Click here to monitor SSC
SQLServerCentral is supported by Red Gate Software Ltd.
 
Log in  ::  Register  ::  Not logged in
 
 
 
        
Home       Members    Calendar    Who's On


Add to briefcase ««123»»

Upsert Dimension Table Expand / Collapse
Author
Message
Posted Tuesday, November 28, 2006 4:16 AM
Forum Newbie

Forum NewbieForum NewbieForum NewbieForum NewbieForum NewbieForum NewbieForum NewbieForum Newbie

Group: General Forum Members
Last Login: Saturday, July 19, 2014 7:45 AM
Points: 6, Visits: 75

SSIS is memory hungry so is you use the LookUp trans will you will need to be mindful of how SSIS will chew all your memory.  I've used the process I outlined above on up to 10 million rows (which is not a lot) but SSIS manages this very well and very fast.

Simply build your package using Execute SQL taks between dataflows to faciliate my process.

Post #325938
Posted Tuesday, November 28, 2006 4:29 AM
Forum Newbie

Forum NewbieForum NewbieForum NewbieForum NewbieForum NewbieForum NewbieForum NewbieForum Newbie

Group: General Forum Members
Last Login: Friday, December 8, 2006 12:13 AM
Points: 8, Visits: 1
Oh cool! I should have thought of that before... thanks a lot :o)
Post #325943
Posted Tuesday, November 28, 2006 4:31 AM
Forum Newbie

Forum NewbieForum NewbieForum NewbieForum NewbieForum NewbieForum NewbieForum NewbieForum Newbie

Group: General Forum Members
Last Login: Friday, December 8, 2006 12:13 AM
Points: 8, Visits: 1
I'm not handling such large data. But will be mindful of that... thanks for the warning.
Post #325944
Posted Tuesday, November 28, 2006 4:33 AM
SSC Rookie

SSC RookieSSC RookieSSC RookieSSC RookieSSC RookieSSC RookieSSC RookieSSC Rookie

Group: General Forum Members
Last Login: Thursday, April 24, 2014 12:00 AM
Points: 30, Visits: 523
Steve,
I think one of your indexes is slightly sick. We already know all about the sale. Now, we need the Upsert article, please.

(We all hope this is NOT a sign of things to come)

Regards,
Peter
Post #325945
Posted Tuesday, November 28, 2006 7:26 AM


SSC-Dedicated

SSC-DedicatedSSC-DedicatedSSC-DedicatedSSC-DedicatedSSC-DedicatedSSC-DedicatedSSC-DedicatedSSC-DedicatedSSC-DedicatedSSC-DedicatedSSC-DedicatedSSC-DedicatedSSC-Dedicated

Group: Administrators
Last Login: Yesterday @ 4:02 PM
Points: 33,062, Visits: 15,176
OK, OK, apologies. That was the weirdest thing. The process we use to load the articles is generating an old one on disk for some reason. Did it again this morning and I didn't catch it last night.

It's up there now.







Follow me on Twitter: @way0utwest

Forum Etiquette: How to post data/code on a forum to get the best help
Post #325997
Posted Tuesday, November 28, 2006 7:59 AM
SSCrazy

SSCrazySSCrazySSCrazySSCrazySSCrazySSCrazySSCrazySSCrazy

Group: General Forum Members
Last Login: Thursday, July 17, 2014 7:55 AM
Points: 2,805, Visits: 3,067

The surrograte key is an identity field, how can it have zero in it?

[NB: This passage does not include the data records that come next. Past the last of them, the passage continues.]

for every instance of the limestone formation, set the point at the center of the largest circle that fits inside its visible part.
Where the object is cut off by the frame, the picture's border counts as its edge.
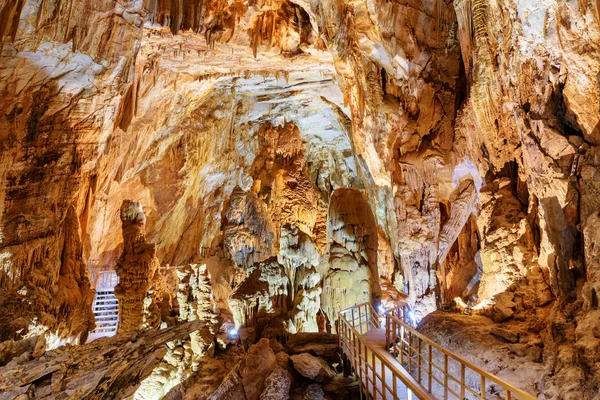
(294, 158)
(139, 289)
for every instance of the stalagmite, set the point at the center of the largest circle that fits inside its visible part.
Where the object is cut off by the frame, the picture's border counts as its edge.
(295, 158)
(139, 289)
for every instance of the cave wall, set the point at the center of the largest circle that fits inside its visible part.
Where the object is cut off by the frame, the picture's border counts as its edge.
(62, 83)
(468, 129)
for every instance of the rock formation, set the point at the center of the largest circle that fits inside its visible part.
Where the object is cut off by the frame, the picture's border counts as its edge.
(139, 289)
(294, 158)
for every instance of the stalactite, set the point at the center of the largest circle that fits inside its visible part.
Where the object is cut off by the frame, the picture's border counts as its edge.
(464, 14)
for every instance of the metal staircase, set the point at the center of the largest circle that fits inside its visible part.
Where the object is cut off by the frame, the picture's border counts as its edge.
(392, 360)
(106, 311)
(106, 305)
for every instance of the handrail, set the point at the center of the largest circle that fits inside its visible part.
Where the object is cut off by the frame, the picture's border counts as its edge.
(402, 344)
(359, 350)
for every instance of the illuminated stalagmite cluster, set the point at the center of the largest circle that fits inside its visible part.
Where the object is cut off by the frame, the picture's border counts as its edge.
(249, 168)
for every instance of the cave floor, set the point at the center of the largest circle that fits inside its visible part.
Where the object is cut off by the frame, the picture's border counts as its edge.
(376, 338)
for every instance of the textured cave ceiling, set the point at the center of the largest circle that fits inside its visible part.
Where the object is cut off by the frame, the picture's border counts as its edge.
(260, 165)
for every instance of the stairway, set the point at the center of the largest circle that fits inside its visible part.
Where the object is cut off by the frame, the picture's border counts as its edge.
(106, 311)
(395, 361)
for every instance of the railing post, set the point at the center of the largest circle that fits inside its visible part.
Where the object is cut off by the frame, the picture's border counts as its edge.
(374, 373)
(462, 381)
(482, 387)
(419, 358)
(445, 376)
(360, 320)
(430, 367)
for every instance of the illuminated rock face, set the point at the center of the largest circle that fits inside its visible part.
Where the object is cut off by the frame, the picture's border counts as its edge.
(296, 157)
(140, 282)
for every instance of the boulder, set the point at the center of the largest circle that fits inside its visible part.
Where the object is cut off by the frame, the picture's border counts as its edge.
(509, 336)
(320, 344)
(314, 392)
(312, 367)
(255, 367)
(232, 388)
(278, 385)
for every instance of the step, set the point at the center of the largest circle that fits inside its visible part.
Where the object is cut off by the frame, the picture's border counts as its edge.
(108, 317)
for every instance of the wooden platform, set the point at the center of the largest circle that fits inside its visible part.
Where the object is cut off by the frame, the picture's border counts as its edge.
(376, 338)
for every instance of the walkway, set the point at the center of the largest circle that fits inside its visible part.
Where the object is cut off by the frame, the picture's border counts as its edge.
(394, 361)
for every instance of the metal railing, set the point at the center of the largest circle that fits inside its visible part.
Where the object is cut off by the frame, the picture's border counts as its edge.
(105, 280)
(443, 373)
(378, 376)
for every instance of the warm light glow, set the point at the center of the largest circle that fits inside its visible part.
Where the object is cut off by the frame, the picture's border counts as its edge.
(460, 303)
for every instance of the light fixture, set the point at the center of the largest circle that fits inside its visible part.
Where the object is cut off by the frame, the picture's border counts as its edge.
(412, 317)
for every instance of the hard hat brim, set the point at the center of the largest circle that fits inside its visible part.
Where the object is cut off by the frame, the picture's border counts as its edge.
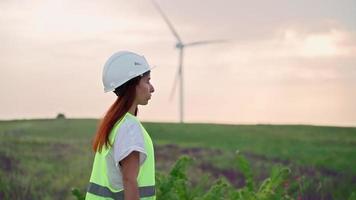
(106, 90)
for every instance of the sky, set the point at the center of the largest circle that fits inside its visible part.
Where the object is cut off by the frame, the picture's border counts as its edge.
(284, 62)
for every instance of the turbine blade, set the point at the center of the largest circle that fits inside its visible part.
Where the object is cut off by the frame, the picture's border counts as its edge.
(205, 42)
(167, 21)
(176, 78)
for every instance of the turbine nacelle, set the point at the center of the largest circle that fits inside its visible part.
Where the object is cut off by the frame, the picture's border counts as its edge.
(179, 45)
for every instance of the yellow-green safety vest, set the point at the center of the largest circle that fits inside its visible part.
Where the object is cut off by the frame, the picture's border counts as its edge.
(99, 187)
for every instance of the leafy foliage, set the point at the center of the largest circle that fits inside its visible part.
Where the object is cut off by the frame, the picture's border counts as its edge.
(177, 186)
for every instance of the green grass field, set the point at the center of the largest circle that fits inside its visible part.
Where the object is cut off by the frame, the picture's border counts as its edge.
(43, 159)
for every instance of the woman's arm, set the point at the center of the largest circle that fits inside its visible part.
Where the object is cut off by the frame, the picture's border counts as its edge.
(129, 168)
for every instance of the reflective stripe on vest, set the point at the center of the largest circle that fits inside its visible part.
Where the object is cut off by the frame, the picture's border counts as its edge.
(99, 186)
(146, 191)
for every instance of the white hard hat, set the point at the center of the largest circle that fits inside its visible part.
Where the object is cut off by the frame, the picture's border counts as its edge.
(121, 67)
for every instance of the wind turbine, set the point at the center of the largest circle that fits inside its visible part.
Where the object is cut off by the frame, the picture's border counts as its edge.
(180, 45)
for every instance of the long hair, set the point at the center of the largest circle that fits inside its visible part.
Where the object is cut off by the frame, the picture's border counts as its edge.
(126, 95)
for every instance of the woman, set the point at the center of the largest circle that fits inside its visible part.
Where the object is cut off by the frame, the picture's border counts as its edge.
(123, 167)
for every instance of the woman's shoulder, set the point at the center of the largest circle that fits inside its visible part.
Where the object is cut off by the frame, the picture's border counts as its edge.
(130, 124)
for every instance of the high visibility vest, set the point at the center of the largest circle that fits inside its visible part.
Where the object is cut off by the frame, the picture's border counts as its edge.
(99, 187)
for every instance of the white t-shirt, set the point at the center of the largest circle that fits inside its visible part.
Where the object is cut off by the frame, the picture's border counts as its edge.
(128, 139)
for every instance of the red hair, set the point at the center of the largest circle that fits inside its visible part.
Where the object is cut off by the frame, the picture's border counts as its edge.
(126, 95)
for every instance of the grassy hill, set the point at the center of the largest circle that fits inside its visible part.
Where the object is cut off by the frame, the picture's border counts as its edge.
(43, 159)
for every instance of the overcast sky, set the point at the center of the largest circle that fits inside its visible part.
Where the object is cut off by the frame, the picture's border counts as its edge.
(286, 61)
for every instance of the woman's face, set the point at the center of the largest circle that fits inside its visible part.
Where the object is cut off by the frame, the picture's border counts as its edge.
(144, 90)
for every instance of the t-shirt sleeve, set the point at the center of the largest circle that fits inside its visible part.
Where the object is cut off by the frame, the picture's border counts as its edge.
(128, 139)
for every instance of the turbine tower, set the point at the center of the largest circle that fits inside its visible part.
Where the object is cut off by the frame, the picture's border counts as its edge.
(180, 45)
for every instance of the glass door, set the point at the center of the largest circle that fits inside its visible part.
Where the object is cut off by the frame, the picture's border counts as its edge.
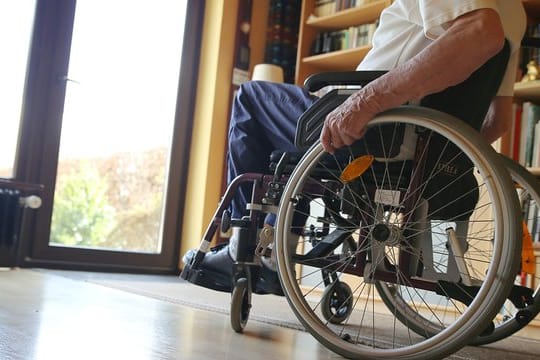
(117, 125)
(16, 19)
(111, 136)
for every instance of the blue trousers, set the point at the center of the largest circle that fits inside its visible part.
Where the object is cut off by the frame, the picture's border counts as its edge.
(263, 119)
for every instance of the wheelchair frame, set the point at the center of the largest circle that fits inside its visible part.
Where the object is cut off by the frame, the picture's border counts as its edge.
(267, 195)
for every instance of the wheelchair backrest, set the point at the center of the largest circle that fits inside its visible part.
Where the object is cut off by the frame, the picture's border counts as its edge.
(468, 101)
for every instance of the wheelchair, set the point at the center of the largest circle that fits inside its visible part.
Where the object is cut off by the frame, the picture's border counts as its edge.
(409, 240)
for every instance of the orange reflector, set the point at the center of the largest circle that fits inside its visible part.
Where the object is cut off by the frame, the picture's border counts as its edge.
(356, 168)
(528, 261)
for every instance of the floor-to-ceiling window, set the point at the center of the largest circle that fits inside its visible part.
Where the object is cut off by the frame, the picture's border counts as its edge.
(16, 18)
(108, 98)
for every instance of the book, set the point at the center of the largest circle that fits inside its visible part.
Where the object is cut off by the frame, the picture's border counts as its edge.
(528, 122)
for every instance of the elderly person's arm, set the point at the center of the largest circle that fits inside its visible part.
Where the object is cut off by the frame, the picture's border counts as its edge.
(468, 42)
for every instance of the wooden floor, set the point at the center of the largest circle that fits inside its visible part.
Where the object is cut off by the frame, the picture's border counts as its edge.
(46, 316)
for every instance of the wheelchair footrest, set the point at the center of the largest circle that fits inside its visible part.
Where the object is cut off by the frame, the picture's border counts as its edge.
(207, 279)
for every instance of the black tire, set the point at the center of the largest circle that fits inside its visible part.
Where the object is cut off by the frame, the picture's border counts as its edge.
(240, 305)
(337, 302)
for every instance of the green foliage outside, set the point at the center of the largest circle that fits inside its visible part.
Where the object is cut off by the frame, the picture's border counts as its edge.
(113, 203)
(82, 215)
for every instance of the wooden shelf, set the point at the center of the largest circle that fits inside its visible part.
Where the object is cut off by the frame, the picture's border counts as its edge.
(343, 60)
(527, 91)
(311, 26)
(349, 17)
(532, 8)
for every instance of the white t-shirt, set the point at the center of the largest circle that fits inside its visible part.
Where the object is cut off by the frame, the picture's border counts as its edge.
(411, 25)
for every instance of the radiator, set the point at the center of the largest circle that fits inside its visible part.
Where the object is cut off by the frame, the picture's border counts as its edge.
(14, 198)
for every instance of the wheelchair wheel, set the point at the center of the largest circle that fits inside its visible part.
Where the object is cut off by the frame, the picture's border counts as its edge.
(396, 204)
(523, 304)
(337, 302)
(240, 305)
(514, 315)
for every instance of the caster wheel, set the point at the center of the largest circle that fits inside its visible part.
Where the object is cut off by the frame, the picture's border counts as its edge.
(240, 305)
(225, 221)
(337, 302)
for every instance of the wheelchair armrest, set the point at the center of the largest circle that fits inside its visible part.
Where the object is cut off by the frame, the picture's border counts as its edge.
(359, 78)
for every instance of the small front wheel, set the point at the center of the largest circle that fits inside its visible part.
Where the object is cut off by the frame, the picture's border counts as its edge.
(240, 305)
(337, 302)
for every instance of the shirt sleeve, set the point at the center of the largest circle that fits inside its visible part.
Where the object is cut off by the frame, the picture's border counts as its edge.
(436, 14)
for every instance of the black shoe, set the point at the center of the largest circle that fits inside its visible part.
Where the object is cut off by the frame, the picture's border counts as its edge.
(215, 270)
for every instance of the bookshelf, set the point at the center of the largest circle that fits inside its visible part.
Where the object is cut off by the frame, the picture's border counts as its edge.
(311, 26)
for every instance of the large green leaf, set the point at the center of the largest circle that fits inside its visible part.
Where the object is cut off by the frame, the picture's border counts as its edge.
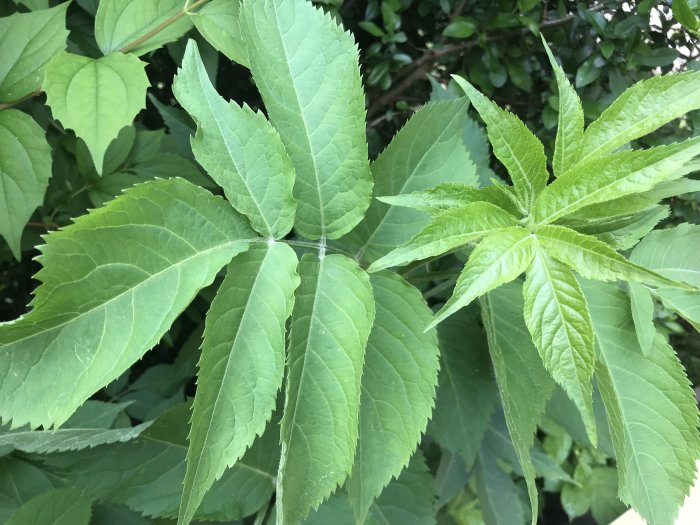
(594, 259)
(25, 169)
(450, 229)
(112, 284)
(241, 367)
(331, 322)
(426, 151)
(121, 23)
(306, 68)
(499, 258)
(96, 97)
(524, 384)
(520, 151)
(611, 177)
(570, 120)
(28, 41)
(467, 393)
(239, 149)
(651, 410)
(398, 388)
(641, 109)
(558, 320)
(673, 253)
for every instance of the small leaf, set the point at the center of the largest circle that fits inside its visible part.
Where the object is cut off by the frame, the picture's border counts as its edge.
(96, 98)
(448, 230)
(239, 149)
(25, 169)
(28, 41)
(498, 259)
(520, 151)
(331, 322)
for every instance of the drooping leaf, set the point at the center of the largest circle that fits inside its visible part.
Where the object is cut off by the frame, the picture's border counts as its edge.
(331, 322)
(651, 410)
(520, 151)
(498, 259)
(64, 506)
(449, 230)
(570, 120)
(594, 259)
(641, 109)
(28, 41)
(524, 384)
(241, 367)
(239, 149)
(467, 392)
(96, 97)
(426, 151)
(398, 388)
(121, 23)
(613, 176)
(25, 169)
(112, 284)
(306, 68)
(558, 320)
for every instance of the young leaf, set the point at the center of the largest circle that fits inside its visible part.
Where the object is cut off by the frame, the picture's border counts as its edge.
(112, 284)
(306, 68)
(96, 98)
(520, 151)
(641, 109)
(331, 322)
(611, 177)
(239, 149)
(558, 320)
(25, 169)
(524, 384)
(570, 120)
(28, 41)
(241, 367)
(498, 258)
(398, 388)
(651, 410)
(594, 259)
(120, 23)
(448, 230)
(426, 151)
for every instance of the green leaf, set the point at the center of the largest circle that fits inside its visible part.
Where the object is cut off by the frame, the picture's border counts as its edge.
(241, 367)
(218, 22)
(466, 395)
(63, 506)
(673, 253)
(641, 109)
(520, 151)
(239, 149)
(449, 230)
(426, 151)
(331, 322)
(398, 388)
(524, 384)
(120, 23)
(112, 284)
(96, 98)
(306, 68)
(594, 259)
(651, 410)
(25, 169)
(499, 258)
(28, 41)
(611, 177)
(558, 320)
(570, 123)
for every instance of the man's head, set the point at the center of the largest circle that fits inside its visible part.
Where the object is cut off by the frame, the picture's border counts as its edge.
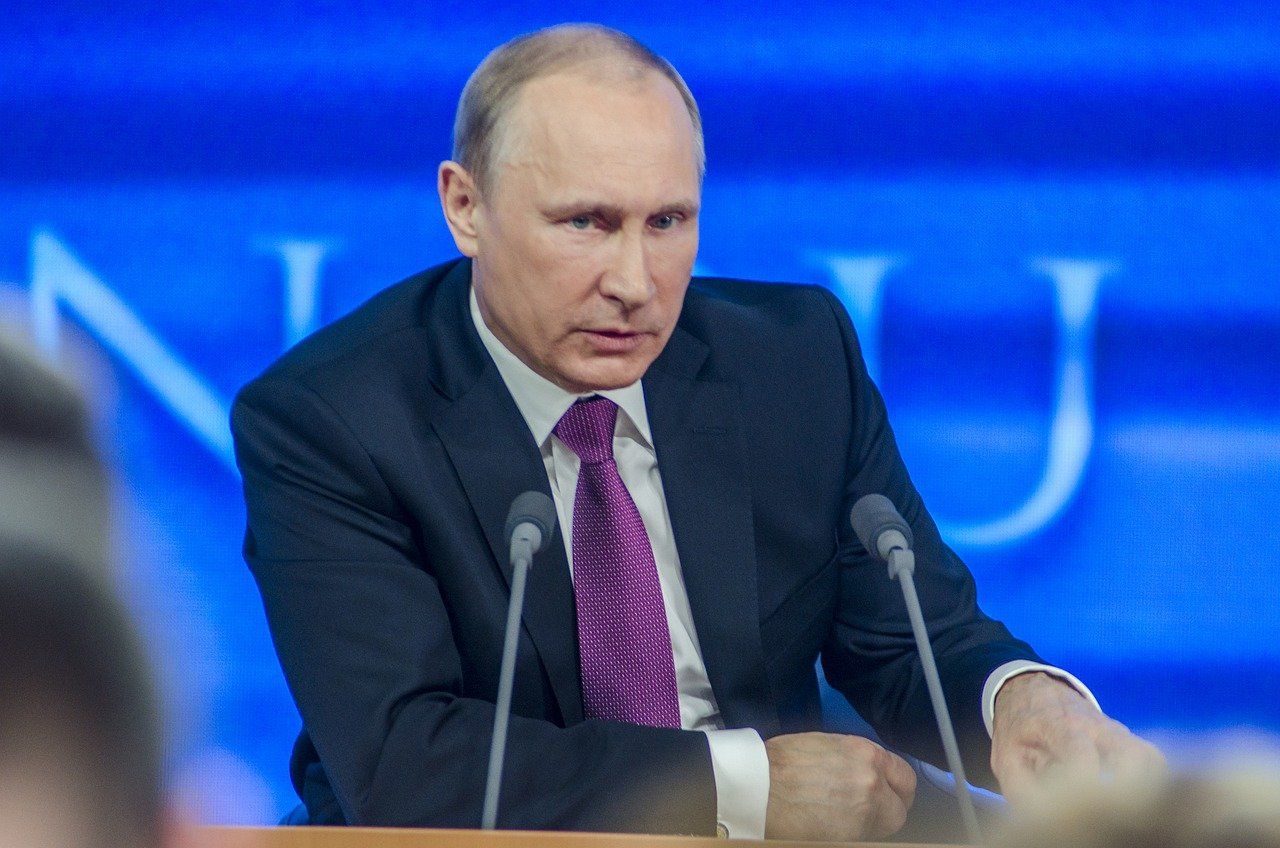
(575, 187)
(80, 728)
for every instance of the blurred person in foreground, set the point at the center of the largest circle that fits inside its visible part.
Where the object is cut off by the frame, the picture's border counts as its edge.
(703, 442)
(1223, 807)
(80, 730)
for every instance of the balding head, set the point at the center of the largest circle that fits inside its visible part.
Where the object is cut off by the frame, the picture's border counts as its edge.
(494, 87)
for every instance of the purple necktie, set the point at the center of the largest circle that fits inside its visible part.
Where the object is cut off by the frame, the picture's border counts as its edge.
(622, 638)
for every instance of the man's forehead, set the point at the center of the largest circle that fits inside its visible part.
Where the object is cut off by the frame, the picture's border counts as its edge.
(592, 103)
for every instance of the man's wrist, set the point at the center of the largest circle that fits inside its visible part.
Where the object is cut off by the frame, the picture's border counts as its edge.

What I usually do is loading all the data in a staging table.  Then using left join to insert the new records into the dimension table. The dimension table does not need to have the surrogate key.

INSERT INTO Dim(Natural_key, attribute1, attribute2, load_time)
SELECT s.natural_key,  s.attribute1, s.attribute2, GETDATE()
FROM staging_table s
LEFT JOIN dw.dbo.dimension dim ON s.natural_key = dim.natural_key WHERE dim.natural_key is NULL

BTW, your step 2 insert statement, did you forget to insert the natural_key?

If the records are already in the dimension table, then update the record with the most recent information.

Update d set d.attitute1=s.attitute1, d.attitute2 = s.attitute2, d.load_time=GETDATE() FROM dw.dbo.dimension d inner join staging_table s where (d.natural_key = s.natural_key) and (d.attitute1 <> s.attitute1 or d.attitute2 <> s.attitute2)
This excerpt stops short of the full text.